Grok Performance Rules
- Parse failures are very expensive. Structure your filters to avoid them.
- Do your broad captures early in your filter sections.
- Refine broadly captured fields in later grok filters.
- Anchor your regexes. This reduces substring searching.
- Only use
%{GREEDYDATA}at the end of a capture. Reduces back-tracking. - Use an internal-log format standard. Greatly eases grok construction.
- Convert your plain language
Created account #{x} in zone #{y} with email #{z}log-statements to something machine parseable.

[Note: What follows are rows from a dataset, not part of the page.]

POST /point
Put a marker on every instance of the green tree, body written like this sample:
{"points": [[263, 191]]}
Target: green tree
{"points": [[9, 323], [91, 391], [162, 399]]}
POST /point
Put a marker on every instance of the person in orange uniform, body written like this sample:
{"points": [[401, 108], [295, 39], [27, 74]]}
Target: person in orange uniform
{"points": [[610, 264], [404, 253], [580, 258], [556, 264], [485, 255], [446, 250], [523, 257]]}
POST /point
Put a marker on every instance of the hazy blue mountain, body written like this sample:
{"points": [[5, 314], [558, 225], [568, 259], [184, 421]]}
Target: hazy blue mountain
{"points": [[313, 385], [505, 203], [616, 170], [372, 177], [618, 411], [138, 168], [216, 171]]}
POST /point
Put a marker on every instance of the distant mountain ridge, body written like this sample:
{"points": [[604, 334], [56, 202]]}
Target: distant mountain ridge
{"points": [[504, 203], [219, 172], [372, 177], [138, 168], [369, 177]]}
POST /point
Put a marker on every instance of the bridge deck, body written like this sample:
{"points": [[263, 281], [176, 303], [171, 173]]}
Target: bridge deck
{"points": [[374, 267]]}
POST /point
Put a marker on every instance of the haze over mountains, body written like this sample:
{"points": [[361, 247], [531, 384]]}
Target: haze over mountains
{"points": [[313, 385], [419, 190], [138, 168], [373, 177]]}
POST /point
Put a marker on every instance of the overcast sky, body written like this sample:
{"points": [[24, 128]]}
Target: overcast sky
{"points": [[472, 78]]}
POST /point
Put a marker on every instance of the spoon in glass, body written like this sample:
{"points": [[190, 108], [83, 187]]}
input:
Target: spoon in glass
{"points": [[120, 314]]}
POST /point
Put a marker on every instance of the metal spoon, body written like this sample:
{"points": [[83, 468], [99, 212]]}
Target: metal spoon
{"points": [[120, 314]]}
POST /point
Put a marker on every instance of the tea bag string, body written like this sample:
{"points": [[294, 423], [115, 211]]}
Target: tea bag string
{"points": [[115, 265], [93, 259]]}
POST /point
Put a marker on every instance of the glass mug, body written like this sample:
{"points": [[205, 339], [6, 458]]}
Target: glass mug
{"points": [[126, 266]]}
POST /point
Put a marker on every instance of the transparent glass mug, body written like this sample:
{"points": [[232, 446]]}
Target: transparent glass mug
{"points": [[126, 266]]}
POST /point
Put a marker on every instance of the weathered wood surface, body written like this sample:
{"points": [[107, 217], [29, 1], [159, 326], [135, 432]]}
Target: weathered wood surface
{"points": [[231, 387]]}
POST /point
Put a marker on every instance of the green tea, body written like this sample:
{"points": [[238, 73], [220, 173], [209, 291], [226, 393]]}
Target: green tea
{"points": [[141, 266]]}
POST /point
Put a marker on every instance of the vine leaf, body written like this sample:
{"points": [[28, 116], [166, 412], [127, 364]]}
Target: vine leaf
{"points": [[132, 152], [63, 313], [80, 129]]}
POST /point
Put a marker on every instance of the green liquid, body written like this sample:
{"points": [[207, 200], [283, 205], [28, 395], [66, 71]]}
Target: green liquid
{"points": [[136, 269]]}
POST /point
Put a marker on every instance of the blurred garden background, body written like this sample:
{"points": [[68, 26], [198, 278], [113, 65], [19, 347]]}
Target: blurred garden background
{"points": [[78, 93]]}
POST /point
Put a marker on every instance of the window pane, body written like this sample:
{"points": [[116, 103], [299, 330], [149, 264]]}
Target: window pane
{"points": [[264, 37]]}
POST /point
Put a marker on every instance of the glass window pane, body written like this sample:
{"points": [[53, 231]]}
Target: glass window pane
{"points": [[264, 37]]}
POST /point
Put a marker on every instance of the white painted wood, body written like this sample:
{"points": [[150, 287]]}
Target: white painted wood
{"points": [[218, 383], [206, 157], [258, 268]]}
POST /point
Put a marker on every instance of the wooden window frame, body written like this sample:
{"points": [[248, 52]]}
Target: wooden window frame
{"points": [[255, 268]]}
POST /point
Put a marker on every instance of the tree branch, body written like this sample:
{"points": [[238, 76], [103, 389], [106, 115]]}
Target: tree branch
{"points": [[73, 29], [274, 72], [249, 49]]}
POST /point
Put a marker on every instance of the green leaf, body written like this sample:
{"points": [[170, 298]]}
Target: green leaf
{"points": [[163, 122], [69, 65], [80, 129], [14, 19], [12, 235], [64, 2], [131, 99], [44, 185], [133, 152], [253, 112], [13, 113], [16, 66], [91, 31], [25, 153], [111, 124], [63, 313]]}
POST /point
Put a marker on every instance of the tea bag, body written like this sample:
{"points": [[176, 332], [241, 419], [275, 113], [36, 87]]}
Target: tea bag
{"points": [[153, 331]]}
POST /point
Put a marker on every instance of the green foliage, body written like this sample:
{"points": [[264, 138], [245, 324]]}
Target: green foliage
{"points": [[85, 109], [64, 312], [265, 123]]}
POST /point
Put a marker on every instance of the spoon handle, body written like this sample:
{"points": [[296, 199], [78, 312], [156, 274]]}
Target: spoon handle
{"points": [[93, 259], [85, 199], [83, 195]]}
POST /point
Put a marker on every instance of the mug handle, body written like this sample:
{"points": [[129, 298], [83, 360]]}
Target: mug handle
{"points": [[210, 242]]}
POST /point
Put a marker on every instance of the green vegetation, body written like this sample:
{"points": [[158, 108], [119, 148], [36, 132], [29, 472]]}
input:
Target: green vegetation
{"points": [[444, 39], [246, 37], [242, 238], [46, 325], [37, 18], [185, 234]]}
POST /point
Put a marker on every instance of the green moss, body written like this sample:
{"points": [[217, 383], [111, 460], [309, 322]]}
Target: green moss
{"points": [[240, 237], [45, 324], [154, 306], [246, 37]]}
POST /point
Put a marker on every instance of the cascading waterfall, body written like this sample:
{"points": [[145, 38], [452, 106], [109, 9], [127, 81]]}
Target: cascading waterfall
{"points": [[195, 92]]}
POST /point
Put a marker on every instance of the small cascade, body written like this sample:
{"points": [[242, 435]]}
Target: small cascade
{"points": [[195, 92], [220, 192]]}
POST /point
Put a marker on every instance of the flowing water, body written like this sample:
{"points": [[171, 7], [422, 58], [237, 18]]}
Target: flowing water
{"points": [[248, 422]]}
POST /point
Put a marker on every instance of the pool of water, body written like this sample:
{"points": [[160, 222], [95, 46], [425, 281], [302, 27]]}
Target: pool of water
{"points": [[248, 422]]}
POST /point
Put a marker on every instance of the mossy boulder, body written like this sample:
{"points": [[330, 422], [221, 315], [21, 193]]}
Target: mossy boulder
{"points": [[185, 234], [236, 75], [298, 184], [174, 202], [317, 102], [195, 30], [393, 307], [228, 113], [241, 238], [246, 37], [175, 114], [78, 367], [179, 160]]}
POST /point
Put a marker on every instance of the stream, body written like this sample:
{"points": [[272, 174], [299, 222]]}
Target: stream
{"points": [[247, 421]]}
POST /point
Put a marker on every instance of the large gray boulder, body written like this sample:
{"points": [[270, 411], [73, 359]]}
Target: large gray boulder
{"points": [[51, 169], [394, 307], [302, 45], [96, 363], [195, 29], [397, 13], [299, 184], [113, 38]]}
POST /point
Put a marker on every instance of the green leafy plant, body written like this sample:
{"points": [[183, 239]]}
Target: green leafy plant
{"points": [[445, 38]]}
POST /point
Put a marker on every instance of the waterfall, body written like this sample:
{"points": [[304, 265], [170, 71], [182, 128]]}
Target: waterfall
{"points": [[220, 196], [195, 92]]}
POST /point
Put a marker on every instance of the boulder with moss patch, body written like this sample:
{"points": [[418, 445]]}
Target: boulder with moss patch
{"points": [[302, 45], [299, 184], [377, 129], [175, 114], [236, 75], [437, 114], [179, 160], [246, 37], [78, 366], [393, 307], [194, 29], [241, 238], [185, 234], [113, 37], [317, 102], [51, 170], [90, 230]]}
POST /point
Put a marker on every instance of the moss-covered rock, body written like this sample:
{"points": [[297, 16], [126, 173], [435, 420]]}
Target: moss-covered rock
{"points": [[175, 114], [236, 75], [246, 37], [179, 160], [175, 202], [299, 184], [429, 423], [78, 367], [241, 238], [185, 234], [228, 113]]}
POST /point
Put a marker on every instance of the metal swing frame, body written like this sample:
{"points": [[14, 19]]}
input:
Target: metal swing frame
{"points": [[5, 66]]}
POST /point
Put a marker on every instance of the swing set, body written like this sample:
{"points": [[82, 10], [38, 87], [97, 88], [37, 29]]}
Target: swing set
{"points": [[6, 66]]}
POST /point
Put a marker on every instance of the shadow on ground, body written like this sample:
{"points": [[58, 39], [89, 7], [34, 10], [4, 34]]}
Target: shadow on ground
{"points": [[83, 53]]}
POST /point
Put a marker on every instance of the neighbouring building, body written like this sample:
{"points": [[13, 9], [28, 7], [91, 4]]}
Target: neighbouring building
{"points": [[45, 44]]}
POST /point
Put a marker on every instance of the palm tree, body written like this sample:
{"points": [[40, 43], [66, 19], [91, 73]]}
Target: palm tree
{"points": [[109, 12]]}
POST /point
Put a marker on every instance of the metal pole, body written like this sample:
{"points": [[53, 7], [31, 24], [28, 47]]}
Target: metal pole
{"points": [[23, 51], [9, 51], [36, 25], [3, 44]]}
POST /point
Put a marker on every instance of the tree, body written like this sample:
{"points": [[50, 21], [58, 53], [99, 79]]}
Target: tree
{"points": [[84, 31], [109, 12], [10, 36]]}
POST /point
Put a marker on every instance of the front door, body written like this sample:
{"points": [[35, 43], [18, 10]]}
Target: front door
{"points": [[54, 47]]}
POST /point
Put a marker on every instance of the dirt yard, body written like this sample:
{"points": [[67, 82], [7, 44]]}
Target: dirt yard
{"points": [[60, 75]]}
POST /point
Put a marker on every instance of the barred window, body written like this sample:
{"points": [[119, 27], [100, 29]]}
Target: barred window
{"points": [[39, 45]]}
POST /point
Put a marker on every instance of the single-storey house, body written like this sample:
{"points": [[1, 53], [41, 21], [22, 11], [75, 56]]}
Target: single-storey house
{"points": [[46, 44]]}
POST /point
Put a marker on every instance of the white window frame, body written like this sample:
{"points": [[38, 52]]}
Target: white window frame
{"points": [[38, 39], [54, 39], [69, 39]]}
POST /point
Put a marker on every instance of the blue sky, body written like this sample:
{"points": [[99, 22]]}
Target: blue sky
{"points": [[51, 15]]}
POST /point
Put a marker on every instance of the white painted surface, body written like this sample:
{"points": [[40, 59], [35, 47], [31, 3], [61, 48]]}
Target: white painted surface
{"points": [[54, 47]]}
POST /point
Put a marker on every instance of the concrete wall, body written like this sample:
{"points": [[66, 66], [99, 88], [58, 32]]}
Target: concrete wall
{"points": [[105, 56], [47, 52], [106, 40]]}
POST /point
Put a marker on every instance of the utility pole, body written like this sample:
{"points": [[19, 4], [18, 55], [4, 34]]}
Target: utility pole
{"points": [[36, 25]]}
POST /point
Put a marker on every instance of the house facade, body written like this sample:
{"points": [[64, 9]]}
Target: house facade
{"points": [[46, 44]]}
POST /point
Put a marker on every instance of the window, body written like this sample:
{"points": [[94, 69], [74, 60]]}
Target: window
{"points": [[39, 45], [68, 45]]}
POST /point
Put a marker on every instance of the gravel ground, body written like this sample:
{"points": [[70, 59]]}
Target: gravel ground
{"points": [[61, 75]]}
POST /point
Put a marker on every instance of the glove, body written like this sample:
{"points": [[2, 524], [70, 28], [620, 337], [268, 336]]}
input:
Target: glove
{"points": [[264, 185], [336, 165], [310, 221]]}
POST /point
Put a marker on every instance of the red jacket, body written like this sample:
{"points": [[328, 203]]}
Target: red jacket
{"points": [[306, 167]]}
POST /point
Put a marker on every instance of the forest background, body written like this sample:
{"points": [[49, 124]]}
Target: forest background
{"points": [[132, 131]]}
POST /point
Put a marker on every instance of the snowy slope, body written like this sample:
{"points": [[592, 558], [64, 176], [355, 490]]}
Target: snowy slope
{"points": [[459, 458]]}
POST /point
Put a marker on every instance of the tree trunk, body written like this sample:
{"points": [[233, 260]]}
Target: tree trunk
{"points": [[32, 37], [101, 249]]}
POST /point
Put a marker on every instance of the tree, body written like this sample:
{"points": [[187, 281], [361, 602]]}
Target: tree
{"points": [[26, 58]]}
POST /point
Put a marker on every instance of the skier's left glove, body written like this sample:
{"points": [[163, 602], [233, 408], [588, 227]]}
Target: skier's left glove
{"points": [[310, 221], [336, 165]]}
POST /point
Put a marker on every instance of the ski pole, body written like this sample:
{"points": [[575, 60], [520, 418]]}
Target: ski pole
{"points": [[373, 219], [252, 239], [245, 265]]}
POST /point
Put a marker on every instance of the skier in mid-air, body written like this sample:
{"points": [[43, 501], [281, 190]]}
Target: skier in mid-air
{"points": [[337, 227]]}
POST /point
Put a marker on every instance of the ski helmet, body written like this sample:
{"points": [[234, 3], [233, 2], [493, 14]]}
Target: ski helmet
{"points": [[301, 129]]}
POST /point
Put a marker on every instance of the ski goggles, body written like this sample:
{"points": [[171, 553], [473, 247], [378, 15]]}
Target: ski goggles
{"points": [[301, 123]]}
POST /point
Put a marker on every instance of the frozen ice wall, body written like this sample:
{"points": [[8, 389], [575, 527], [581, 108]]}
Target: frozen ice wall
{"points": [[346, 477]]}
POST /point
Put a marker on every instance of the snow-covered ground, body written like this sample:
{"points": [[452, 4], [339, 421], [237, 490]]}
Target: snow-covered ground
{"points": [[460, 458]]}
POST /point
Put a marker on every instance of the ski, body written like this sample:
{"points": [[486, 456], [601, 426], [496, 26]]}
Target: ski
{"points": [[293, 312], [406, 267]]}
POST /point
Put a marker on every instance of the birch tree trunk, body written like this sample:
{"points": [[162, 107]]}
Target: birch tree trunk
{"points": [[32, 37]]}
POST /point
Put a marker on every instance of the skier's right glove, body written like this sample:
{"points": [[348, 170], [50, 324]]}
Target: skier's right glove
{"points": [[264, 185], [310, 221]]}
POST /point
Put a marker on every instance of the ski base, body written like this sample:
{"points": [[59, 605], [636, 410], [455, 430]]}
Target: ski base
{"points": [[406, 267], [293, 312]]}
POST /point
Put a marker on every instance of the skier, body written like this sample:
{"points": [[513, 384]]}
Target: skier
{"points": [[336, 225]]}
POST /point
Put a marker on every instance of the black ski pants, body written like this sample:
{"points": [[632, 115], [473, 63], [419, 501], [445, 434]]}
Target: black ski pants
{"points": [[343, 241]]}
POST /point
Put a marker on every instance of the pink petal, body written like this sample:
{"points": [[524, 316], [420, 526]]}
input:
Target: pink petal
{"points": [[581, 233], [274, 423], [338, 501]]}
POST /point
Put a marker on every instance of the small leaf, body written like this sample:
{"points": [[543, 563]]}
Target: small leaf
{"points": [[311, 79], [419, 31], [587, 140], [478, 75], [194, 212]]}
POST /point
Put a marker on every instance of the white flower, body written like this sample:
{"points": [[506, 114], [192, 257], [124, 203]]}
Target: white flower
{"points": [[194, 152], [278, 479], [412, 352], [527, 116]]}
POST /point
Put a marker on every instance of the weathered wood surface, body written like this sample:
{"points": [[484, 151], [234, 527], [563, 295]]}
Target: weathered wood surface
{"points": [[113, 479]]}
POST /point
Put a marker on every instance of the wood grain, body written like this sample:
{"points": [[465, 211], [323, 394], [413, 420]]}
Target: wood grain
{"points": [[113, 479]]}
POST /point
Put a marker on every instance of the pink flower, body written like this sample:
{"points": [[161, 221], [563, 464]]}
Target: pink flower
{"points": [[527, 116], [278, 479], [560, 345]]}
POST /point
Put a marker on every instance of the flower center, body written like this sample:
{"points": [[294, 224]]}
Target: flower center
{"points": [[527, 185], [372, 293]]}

Avoid the dictionary anti-pattern:
Don't do this:
filter {
if [type] == "applog"
grok {
match => {
"message" => [
"%{SYSLOGTIMESTAMP} \[%{WORD:component}\] %{WORD:acct_action} account %{BASE16NUM:acct_num} in zone %{BASE16NUM:zone_id} with email %{EMAILADDRESS:email_address}",
"%{SYSLOGTIMESTAMP} \[%{WORD:component}\] Account %{BASE16NUM:acct_num} %{WORD:acct_action} from zone %{BASE16NUM:zone_id}",
"%{SYSLOGTIMESTAMP} \[%{WORD:component}\] %{WORD:acct_action} zone %{BASE16NUM:zone_id} account %{BASE16NUM:acct_num} for %{GREEDYDATA:suspension_reason}",
"%{SYSLOGTIMESTAMP} \[%{WORD:component}\] %{WORD:zone_action} new zone: %{BASE16NUM:zone_id}",
"%{SYSLOGTIMESTAMP} \[%{WORD:component}\] Zone %{BASE16NUM:zone_id} %{WORD:zone_action}",
"%{SYSLOGTIMESTAMP} \[%{WORD:component}\] %{GREEDYDATA:app_logline}"
]
}
}
}The temptation with grok matches is to treat it like a dictionary. Since matches are run in order, start with the most specific filters and get broader, finishing with a catch-all statement to sweep up the remainers. This will destroy your performance. Remember, each grok-miss is expensive. Constructing it like this ensures that most log-lines will get missed several times before getting matched.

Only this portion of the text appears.